Does there exist a symmetric matrix $A$ such that $2^{\sqrt{n}}\le |\operatorname{Tr}(A^n)|\le2020 \ \cdot 2^{\sqrt{n}}$ for all $n$
Does there exist a symmetric matrix $A$ such that $2^{\sqrt{n}}\le |\operatorname{Tr}(A^n)|\le2020 \cdot2^{\sqrt{n}}$ for all $n$?
I think no. The trace of $A^n$ equals $\sum\limits_{i=1}^n\lambda_i^n$ where $\lambda_i$ are the eigenvalues of $A$. Now, if the absolute value of trace of $A$ is bounded below by $2$, then I think the trace of $A^n$ will grow infinitely. Am I right?
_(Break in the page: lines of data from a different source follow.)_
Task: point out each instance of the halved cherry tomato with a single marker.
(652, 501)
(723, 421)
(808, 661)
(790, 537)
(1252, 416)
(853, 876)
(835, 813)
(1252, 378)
Thanks beforehand.
As you said, for a symmetric matrix $A$ we have $Tr(A^n) = \sum_i \lambda_i^n$. Now consider two cases for $\lambda_\max = \max_i |\lambda_i|$:
- $\lambda_\max \le 1$. Then $|Tr(A^n)| \le n$, and which is smaller than $2^{\sqrt n}$ for a sufficiently large $n$.
- $\lambda_\max > 1$. Then for even $n$ we have $Tr(A^n) \ge \lambda_\max^n$, which is greater than $2020 \cdot 2^{\sqrt n}$ for a sufficiently large $n$.